Where’s the evidence?
The justifications for this bill rest on questionable assumptions about the risks posed by psychoactive substances, the amount that they are used and the likely impacts of the bill, should it become law. What’s more, the status of currently lawful psychoactive substances, including food, alcohol, tobacco and caffeine, remains unquestioned, despite evidence that alcohol and tobacco are potentially more harmful than many outlawed drugs.

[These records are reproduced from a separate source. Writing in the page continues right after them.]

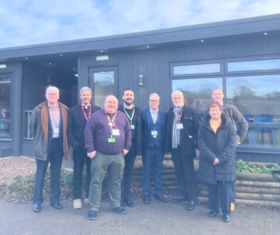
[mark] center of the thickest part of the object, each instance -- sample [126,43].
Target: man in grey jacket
[239,123]
[48,125]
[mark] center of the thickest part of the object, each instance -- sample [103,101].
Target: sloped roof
[179,34]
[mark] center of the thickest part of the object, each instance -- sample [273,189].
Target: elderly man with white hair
[48,125]
[181,139]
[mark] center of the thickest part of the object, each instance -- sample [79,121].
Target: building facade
[241,56]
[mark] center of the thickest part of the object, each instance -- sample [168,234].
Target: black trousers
[220,192]
[129,160]
[80,158]
[55,159]
[184,169]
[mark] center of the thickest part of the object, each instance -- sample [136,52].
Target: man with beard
[133,114]
[77,120]
[107,139]
[181,140]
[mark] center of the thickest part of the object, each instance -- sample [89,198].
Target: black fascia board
[178,34]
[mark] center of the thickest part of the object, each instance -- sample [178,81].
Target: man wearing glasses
[153,133]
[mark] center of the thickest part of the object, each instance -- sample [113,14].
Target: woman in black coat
[217,142]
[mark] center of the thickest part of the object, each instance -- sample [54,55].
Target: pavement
[156,218]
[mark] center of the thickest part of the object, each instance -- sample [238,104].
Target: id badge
[111,140]
[179,126]
[154,134]
[55,130]
[115,132]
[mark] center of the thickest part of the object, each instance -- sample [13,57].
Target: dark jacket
[138,129]
[41,130]
[76,126]
[239,123]
[148,125]
[188,139]
[221,145]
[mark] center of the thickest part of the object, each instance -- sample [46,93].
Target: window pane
[258,98]
[197,92]
[103,86]
[254,65]
[5,87]
[197,69]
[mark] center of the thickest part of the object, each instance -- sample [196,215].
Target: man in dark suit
[133,114]
[182,127]
[77,120]
[48,125]
[153,133]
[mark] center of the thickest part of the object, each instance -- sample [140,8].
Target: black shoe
[161,198]
[92,215]
[36,208]
[226,218]
[212,214]
[129,202]
[146,199]
[118,210]
[56,205]
[179,199]
[190,205]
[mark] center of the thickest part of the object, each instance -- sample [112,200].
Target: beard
[128,101]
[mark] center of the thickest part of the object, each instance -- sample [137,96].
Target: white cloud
[26,22]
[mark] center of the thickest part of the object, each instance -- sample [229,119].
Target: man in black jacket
[133,114]
[181,140]
[77,120]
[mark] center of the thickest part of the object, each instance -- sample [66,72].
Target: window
[258,99]
[5,93]
[197,92]
[103,86]
[254,65]
[196,69]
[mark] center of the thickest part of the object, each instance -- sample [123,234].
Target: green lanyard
[130,118]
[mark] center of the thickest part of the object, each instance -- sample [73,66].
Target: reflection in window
[103,86]
[258,98]
[254,65]
[197,92]
[5,87]
[196,69]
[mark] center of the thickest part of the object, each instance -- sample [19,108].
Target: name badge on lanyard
[56,130]
[111,140]
[115,132]
[154,134]
[179,126]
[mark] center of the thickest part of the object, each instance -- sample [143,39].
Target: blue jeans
[55,158]
[101,165]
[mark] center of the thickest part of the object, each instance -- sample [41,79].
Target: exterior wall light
[141,80]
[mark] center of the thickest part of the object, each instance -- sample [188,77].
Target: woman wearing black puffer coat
[217,142]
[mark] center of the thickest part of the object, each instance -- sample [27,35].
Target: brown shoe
[232,206]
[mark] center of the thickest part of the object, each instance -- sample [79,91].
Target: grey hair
[85,88]
[177,91]
[52,88]
[155,95]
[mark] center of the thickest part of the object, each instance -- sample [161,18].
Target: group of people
[108,140]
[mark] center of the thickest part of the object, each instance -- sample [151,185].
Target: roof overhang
[135,40]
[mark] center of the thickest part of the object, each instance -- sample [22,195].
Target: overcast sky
[26,22]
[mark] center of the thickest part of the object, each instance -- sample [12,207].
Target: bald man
[107,139]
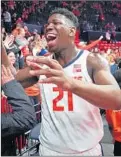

The bill is based on a restricted vision of how humans use psychoactive substances. Throughout history and across many cultures, humans have used various psychoactive substances to achieve altered states of consciousness (ASC) or non-ordinary states of consciousness (NOSC), as well as taking advantage of their properties as medicines and poisons.
Bodily practices such as yoga and meditation have also been deployed to attain ASCs and NOSCs. Years of official suppression of research into this area means that we have very little idea of the potential range of ASCs and NOSCs, how to induce them reliably, or what their health benefits and risks may be.
A right to cognitive liberty
This information, along with safe, standardised supplies, could enable us to exercise our cognitive liberty safely and responsibly. In the US, supporters of cognitive liberty argue thatthe Constitution’s First Amendment on Freedom of Thought is meaningless without an inherent right to control what chemicals are present in your brain. This would entail not only the right to make our own decisions about consuming psychoactive substances, but also the ability to refuse pharmaceutical interventions, such as vaccines that block the pleasure-inducing effects of illegal drugs.
It is difficult for the government to justify denying us such rights, on the basis that the risk of harm to others outweighs our freedom to seek personal happiness, although so far English courts have refused to accept such arguments. Indeed, if we’re going to talk about harm, it can be said that we suffer significant harm if we are denied the right to choose how we pursue happiness, self-transformation and cognitive liberty.
Research into the neuroscience of psychoactive substances could illuminate the potential of psychedelics in health care and help us to clearly classify psychoactive substances, based on their individual characteristics. It could enable us to make informed choices about how to exercise our cognitive liberty, and create lawful, safe psychoactive substances, which provide pleasure without provoking addiction.
The benefit to our physical, mental and spiritual health could be substantial, and redirecting our efforts to this end would undoubtedly promote human flourishing.